The following script produces a plot of the group contributions of Glycerol to the total MDDF function. The Glycerol MDDF is split into the contributions of the hydroxyl and aliphatic groups.

Complete example code: click here!

# Load packages
import ComplexMixtures as cm
import matplotlib.pyplot as plt

# Read the pdb file and set solvent and solute groups
atoms = cm.readPDB("./system.pdb")
protein = cm.select(atoms, "protein")
glyc = cm.select(atoms, "resname GLYC")

# load previously computed MDDF results
results = cm.load("./glyc50.json")

# Select atoms by name
hydroxyls = cm.list(["O1","O2","O3","H1","H2","H3"])
aliphatic = cm.list(["C1","C2","HA","HB","HC","HD"])

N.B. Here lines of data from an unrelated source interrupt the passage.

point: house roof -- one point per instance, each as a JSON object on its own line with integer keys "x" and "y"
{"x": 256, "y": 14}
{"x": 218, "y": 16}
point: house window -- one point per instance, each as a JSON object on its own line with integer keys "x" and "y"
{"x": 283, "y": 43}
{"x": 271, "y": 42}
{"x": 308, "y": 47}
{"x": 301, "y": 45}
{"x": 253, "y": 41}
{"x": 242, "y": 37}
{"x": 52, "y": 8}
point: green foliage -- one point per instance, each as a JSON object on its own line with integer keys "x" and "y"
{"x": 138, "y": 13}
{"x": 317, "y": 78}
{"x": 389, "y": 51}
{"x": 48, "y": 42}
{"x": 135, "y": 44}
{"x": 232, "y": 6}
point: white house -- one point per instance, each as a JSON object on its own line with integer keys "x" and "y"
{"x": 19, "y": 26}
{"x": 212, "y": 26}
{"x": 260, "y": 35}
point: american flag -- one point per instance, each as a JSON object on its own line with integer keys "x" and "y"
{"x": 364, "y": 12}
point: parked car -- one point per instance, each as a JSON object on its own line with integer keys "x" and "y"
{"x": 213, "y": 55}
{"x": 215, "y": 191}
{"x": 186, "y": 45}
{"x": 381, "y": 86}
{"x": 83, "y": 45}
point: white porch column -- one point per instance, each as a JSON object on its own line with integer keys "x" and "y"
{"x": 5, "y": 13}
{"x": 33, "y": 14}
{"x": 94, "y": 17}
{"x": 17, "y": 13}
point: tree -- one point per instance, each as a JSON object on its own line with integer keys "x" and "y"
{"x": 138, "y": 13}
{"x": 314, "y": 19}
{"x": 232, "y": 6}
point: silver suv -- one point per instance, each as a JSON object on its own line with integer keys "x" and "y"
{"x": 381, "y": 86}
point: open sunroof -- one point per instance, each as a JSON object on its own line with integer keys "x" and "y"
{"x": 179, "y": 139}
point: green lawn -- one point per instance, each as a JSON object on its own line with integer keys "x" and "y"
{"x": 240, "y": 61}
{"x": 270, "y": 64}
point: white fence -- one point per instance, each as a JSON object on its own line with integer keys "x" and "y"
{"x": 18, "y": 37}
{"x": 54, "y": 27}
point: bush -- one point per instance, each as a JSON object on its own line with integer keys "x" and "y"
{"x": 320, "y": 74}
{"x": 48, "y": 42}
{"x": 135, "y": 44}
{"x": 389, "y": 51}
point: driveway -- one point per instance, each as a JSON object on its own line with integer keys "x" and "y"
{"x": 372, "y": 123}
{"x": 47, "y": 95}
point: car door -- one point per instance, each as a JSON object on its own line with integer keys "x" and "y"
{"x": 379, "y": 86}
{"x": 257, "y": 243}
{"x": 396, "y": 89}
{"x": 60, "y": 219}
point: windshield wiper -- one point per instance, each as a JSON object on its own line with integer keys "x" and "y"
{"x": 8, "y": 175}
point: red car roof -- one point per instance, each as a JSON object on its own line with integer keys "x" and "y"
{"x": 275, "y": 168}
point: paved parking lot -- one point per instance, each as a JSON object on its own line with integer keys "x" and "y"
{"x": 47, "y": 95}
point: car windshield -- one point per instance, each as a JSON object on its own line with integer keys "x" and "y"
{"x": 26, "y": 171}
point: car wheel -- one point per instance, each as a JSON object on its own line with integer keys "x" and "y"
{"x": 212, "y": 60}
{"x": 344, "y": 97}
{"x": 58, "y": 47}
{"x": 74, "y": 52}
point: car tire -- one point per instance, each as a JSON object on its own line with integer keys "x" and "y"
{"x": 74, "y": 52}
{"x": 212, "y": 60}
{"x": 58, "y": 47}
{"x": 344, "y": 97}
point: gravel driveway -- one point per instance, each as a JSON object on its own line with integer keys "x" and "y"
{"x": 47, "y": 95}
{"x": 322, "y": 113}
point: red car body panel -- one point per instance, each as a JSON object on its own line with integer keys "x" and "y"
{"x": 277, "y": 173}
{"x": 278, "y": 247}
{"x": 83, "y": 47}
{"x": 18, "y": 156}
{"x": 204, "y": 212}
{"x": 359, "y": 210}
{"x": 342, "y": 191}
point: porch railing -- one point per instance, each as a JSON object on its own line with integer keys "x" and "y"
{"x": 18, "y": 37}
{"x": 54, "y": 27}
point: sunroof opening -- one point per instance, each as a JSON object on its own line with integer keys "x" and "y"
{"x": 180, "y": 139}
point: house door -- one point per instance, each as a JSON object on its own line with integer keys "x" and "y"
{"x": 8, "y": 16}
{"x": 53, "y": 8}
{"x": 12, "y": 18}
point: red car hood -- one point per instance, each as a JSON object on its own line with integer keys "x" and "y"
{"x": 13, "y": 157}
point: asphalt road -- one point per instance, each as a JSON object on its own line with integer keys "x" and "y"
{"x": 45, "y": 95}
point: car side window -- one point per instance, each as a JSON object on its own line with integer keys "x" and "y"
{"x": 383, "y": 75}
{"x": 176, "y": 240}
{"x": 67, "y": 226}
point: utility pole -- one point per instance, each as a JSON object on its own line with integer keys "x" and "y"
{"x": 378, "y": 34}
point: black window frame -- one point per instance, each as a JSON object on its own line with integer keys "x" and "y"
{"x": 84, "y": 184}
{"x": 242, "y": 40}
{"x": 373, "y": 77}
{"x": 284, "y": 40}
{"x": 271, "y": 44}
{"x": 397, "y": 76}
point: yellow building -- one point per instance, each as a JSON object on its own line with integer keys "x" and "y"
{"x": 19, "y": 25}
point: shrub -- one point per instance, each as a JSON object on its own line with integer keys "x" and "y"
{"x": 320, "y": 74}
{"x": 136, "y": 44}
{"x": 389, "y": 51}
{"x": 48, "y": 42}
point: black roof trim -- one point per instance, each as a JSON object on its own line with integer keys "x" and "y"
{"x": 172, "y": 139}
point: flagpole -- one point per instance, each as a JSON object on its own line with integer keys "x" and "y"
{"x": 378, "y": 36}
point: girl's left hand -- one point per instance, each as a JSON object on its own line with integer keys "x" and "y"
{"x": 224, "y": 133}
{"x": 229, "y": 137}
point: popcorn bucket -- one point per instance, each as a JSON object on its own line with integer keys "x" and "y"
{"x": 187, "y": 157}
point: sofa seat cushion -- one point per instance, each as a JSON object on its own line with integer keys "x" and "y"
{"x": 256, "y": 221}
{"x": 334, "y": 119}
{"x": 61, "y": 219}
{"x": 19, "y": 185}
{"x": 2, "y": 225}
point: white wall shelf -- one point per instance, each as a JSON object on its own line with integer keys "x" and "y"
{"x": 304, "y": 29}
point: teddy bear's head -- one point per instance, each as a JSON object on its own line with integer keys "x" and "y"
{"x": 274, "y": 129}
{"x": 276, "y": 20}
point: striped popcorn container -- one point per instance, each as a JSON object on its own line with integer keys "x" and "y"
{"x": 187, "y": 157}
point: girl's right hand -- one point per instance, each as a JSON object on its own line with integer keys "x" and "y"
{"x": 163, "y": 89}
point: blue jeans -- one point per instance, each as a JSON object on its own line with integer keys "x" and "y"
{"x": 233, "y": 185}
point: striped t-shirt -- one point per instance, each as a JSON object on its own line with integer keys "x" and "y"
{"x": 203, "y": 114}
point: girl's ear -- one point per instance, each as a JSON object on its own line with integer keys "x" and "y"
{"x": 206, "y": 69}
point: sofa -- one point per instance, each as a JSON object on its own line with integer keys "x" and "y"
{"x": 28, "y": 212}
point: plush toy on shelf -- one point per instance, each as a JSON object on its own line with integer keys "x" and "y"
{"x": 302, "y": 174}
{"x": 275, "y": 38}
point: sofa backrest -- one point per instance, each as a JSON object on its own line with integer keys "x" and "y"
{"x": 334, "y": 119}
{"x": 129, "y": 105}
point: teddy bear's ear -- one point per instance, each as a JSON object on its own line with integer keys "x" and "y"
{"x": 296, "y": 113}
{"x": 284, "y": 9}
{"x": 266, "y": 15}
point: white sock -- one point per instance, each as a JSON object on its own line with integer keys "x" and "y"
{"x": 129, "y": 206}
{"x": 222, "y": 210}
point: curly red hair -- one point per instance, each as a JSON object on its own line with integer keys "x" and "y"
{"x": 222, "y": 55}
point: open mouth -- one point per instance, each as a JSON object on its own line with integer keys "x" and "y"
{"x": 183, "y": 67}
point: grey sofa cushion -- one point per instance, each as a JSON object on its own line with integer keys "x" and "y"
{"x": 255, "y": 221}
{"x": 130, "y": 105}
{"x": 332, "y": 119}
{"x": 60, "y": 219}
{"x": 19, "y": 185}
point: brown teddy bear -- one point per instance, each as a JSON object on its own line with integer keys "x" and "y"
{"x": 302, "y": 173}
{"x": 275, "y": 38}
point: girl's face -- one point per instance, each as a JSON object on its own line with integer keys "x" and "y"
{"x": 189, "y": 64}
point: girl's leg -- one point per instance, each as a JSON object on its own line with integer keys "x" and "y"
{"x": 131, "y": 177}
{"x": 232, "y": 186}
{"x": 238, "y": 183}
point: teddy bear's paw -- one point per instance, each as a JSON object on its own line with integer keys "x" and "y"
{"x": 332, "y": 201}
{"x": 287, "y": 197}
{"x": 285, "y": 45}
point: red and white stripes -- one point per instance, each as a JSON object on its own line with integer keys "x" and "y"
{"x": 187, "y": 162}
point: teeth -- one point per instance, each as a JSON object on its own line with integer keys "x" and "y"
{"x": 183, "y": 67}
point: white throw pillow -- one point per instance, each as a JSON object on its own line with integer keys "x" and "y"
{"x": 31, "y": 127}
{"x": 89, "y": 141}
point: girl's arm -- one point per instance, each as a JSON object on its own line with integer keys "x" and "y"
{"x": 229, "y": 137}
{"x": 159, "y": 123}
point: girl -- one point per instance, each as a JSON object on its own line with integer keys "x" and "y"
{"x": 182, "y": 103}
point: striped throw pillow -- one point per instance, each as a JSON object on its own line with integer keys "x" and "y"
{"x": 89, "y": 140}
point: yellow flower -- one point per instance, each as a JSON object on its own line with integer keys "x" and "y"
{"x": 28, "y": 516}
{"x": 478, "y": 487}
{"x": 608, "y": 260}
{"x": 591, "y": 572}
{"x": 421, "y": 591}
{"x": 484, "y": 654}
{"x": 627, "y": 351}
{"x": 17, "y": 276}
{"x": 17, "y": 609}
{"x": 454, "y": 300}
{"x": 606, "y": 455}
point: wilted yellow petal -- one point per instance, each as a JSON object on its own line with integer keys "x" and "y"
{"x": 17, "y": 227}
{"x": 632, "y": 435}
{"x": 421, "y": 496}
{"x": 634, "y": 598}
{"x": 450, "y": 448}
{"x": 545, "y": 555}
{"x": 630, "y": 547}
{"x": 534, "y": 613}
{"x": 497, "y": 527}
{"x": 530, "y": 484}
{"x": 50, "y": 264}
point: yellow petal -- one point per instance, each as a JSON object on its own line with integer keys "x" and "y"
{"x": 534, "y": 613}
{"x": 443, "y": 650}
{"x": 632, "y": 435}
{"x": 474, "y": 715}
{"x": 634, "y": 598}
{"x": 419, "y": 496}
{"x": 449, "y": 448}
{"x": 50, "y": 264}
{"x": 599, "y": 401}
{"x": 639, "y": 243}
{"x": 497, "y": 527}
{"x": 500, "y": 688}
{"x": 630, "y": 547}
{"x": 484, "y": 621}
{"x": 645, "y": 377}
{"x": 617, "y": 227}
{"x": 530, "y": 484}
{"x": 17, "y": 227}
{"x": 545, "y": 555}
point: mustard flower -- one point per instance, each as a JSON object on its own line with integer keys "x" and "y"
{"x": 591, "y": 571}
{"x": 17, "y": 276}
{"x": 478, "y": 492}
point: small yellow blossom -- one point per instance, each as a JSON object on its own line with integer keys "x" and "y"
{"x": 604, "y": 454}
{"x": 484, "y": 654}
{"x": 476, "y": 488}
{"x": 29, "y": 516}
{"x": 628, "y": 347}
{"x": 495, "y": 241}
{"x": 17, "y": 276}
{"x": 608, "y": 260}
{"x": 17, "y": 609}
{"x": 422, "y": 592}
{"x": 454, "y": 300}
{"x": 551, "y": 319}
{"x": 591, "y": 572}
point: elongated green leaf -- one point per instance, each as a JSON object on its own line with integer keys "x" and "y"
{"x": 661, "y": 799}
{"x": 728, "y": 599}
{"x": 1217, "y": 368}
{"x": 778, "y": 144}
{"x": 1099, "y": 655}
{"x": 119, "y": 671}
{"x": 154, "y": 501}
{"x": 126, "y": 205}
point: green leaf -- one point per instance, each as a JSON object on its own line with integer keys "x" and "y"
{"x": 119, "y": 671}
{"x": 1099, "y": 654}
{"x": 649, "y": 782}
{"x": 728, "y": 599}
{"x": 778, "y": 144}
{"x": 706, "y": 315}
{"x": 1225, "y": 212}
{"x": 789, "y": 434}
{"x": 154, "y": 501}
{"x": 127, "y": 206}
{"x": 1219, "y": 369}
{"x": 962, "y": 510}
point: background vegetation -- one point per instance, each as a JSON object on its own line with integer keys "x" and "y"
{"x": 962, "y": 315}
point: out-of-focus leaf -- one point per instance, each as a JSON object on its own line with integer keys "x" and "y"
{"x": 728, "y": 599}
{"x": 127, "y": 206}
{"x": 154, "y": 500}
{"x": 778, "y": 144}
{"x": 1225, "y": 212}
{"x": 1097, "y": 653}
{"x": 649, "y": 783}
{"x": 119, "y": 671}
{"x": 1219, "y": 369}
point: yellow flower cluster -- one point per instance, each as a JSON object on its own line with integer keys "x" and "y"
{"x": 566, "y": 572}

# Extract the contributions of the Glycerol hydroxyls and aliphatic groups
hydr_contributions = cm.contributions(results, cm.SolventGroup(hydroxyls))
aliph_contributions = cm.contributions(results, cm.SolventGroup(aliphatic))

# Plot
plt.plot(results.d, results.mddf, label="Total MDDF")
plt.plot(results.d, hydr_contributions, label="Hydroxyls")
plt.plot(results.d, aliph_contributions, label="Aliphatic")
plt.legend()
plt.xlabel("distance / Angs")
plt.ylabel("MDDF")
plt.savefig("group_contributions.png")

Despite the low sampling, it is clear that hydroxyl groups contribute to the greter peak of the distribution, at hydrogen-bonding distances, as expected. The contributions of the aliphatic groups to the MDDF occurs at longer distances, associated to non-specific interactions.

Note

The syntax here diverges from the Julia-only examples by requiring the lists of names to be converted to Julia arrays, which happens by using the cm.list(python_list) function calls.